Ononis. Restharrow. See the roots.
Ophioglossum. Adder’s-tongue. The leaves are very drying: being boiled in oil they make a dainty green balsam for green wounds: taken inwardly, they help inward wounds.
Origanum. Origany: a kind of wild Marjoram; hot and dry in the third degree, helps the bitings of venomous beasts, such as have taken Opium, Hemlock, or Poppy; provokes urine, brings down the menses, helps old coughs; in an ointment it helps scabs and itch.
Oxylapathum. Sorrel. See Acetosa.
Papaver, &c. Poppies, white, black, or erratick. I refer you to the syrups of each.
Parietaria. Given once before under the name of Helxine.
Pastinæa. Parsnips. See the roots.
Persicaria. See Hydropiper. This is the milder sort of Arsmart I described there: If ever you find it amongst the compounds, take it under that notion.
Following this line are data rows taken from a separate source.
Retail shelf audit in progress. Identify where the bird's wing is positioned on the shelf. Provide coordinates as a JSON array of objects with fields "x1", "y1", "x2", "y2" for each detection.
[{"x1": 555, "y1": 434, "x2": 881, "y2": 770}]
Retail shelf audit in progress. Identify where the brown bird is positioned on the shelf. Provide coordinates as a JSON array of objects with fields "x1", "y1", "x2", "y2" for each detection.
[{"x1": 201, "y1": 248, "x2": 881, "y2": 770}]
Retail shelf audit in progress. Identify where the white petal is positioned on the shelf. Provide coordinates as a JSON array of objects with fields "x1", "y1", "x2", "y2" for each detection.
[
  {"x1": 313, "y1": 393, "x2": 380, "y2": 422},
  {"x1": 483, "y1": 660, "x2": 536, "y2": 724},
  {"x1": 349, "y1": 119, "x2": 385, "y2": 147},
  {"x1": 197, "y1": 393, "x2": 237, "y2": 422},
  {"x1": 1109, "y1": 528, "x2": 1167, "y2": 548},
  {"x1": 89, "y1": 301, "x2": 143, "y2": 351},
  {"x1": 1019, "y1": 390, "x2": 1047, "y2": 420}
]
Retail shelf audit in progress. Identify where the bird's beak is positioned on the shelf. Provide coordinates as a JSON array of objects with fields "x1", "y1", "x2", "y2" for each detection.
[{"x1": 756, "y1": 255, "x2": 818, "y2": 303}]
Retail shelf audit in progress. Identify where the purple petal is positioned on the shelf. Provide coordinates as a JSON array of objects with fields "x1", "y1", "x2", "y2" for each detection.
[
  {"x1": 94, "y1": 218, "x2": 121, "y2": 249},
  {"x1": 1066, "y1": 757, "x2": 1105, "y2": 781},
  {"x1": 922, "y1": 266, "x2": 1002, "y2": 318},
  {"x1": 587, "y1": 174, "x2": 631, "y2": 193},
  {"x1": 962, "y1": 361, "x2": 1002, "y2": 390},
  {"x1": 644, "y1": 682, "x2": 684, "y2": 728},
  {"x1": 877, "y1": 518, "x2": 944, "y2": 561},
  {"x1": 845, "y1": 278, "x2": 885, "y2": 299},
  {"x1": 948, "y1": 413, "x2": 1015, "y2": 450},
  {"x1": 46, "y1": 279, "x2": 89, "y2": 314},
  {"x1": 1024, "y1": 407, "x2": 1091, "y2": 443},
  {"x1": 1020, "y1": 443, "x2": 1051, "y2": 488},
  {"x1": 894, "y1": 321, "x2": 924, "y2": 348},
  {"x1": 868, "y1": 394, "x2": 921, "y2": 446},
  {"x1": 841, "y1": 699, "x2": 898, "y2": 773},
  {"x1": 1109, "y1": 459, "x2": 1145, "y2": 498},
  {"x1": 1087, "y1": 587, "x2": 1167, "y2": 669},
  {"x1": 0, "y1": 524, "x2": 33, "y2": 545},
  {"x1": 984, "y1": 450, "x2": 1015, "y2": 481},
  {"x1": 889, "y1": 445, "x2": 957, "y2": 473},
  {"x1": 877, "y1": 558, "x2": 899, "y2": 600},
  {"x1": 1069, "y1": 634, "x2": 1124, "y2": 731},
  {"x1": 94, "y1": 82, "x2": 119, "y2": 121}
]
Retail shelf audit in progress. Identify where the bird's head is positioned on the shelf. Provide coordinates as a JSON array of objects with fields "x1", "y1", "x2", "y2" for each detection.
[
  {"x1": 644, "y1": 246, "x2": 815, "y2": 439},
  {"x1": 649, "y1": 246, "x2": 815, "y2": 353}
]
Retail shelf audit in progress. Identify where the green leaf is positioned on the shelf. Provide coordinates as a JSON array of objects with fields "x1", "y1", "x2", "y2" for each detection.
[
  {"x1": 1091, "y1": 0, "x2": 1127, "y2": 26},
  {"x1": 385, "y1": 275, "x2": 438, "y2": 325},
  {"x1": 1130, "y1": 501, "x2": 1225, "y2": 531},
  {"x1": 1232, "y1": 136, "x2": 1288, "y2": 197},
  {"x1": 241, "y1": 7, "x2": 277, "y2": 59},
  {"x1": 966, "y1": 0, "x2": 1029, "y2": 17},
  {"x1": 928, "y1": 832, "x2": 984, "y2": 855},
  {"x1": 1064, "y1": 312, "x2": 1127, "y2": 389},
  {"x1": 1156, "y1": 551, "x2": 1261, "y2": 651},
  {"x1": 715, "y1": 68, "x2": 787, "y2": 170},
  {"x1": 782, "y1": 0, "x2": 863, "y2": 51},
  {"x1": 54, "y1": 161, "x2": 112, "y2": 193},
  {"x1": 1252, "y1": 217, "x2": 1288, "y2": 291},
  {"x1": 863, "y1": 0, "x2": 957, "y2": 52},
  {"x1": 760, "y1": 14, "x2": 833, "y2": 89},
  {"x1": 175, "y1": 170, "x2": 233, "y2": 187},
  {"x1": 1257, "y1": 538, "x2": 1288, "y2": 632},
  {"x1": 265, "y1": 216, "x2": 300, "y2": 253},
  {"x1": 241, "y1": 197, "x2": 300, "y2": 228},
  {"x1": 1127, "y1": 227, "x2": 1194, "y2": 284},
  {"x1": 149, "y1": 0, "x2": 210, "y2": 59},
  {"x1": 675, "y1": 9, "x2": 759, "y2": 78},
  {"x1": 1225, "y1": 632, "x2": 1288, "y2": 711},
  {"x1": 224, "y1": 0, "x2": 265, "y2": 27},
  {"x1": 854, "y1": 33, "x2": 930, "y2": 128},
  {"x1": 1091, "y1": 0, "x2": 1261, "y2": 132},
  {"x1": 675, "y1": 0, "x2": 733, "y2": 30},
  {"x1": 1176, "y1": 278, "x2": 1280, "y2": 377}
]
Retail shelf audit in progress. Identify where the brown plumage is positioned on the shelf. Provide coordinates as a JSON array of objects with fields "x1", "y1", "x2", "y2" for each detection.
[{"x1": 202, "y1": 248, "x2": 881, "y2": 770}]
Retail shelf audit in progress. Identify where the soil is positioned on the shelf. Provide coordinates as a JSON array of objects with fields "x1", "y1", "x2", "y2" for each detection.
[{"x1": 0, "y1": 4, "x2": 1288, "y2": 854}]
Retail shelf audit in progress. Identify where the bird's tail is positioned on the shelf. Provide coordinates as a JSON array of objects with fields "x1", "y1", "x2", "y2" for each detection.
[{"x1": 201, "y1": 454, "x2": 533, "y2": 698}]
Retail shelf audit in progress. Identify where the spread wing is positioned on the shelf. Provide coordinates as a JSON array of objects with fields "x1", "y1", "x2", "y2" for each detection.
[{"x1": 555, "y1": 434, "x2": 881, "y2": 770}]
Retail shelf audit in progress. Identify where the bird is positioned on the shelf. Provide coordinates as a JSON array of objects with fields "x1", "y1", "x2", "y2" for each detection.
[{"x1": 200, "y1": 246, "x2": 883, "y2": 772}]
Pentaphyllium. Cinquefoil: very drying, yet but meanly hot, if at all; helps ulcers in the mouth, roughness of the wind-pipe (whence comes hoarsness and coughs, &c.) helps fluxes, creeping ulcers, and the yellow jaundice; they say one leaf cures a quotidian ague, three a tertain, and four a quartan. I know it will cure agues without this curiosity, if a wise man have the handling of it; otherwise a cart load will not do it.